Which brings us back to exercise. Continuing to exercise after losing weight helps prevent you from regaining belly fat. Let that sink in, because it’s important and tends to be one of the habits of people who have lost a lot of weight and kept it off. Diet may be more important initially, but it really is the combo of diet and exercise (reducing caloric intake and increasing physical activity) that works best to reduce that tire around the middle and keep it off. Here’s some other good ideas:

  • Avoid added sugar, especially fructose-heavy sugars in soft drinks, cereals, convenience foods, etc. Excess fructose overwhelms the body’s ability to use it as energy; those extra calories get stored as, guess what, fat!
  • Avoid excess alcohol. When you drink alcohol, the liver burns alcohol instead of fat. Alcohol calories are also easy to overdo. A typical beer has 150 calories – so drinking several in one sitting can lead to serious calorie overload. As with fructose, the liver turns more than it can burn into visceral fat.
  • Eat more fiber. Although fiber is not magical for its fat-burning properties, it helps you feel full without adding a lot of extra calories to your diet. A 2001 review of published studies found that adding 14 grams of fiber daily prompted a 10% decrease in calorie intake and a weight loss of 4.5 lbs over 4 months. (). To get more fiber, eat more plant foods like vegetables and fruit; legumes are also a good source, as are whole grains like oats.
  • Move more. Surprise! Shoot for at least 150 minutes of moderate exercise each week, more if you want to lose weight. Brisk walking is great. Work up to 30 minutes a day gradually. Be consistent and spread it out over the week. Perhaps even more important, find ways to simply move more as part of your life: park farther away, take the stairs, get off that chair every hour, pace during phone calls and commercials, etc.
  • Train with weights or your own body weight. Cardio alone will not target stubborn fat deposits. Muscle tissue burns calories; fat tissue stores them. A comprehensive strength-training program helps build more lean muscle mass, which increases your basal metabolic rate so you burn more fat even at rest. Lift weights or do other forms of resistance training at least twice a week. You have to be consistent to see real results.

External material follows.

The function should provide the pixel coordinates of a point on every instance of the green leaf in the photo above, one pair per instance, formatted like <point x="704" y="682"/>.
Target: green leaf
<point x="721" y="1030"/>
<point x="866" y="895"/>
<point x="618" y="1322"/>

That’s it for now. The next installment of “Eschewing the Fat” will address metabolism and aging. ‘Til then,

–Keep movin’, Jen


Eschewing the Fat. Part I: Bye Bye Belly Fat — 2 Comments

  1. It still completely amazes me how true the information in this blog is. If I wasn’t living, walking proof, I’d find it hard to believe the magic that happens with good nutrition and exercise…although it’s magical only after sweating hard and changing bad habits!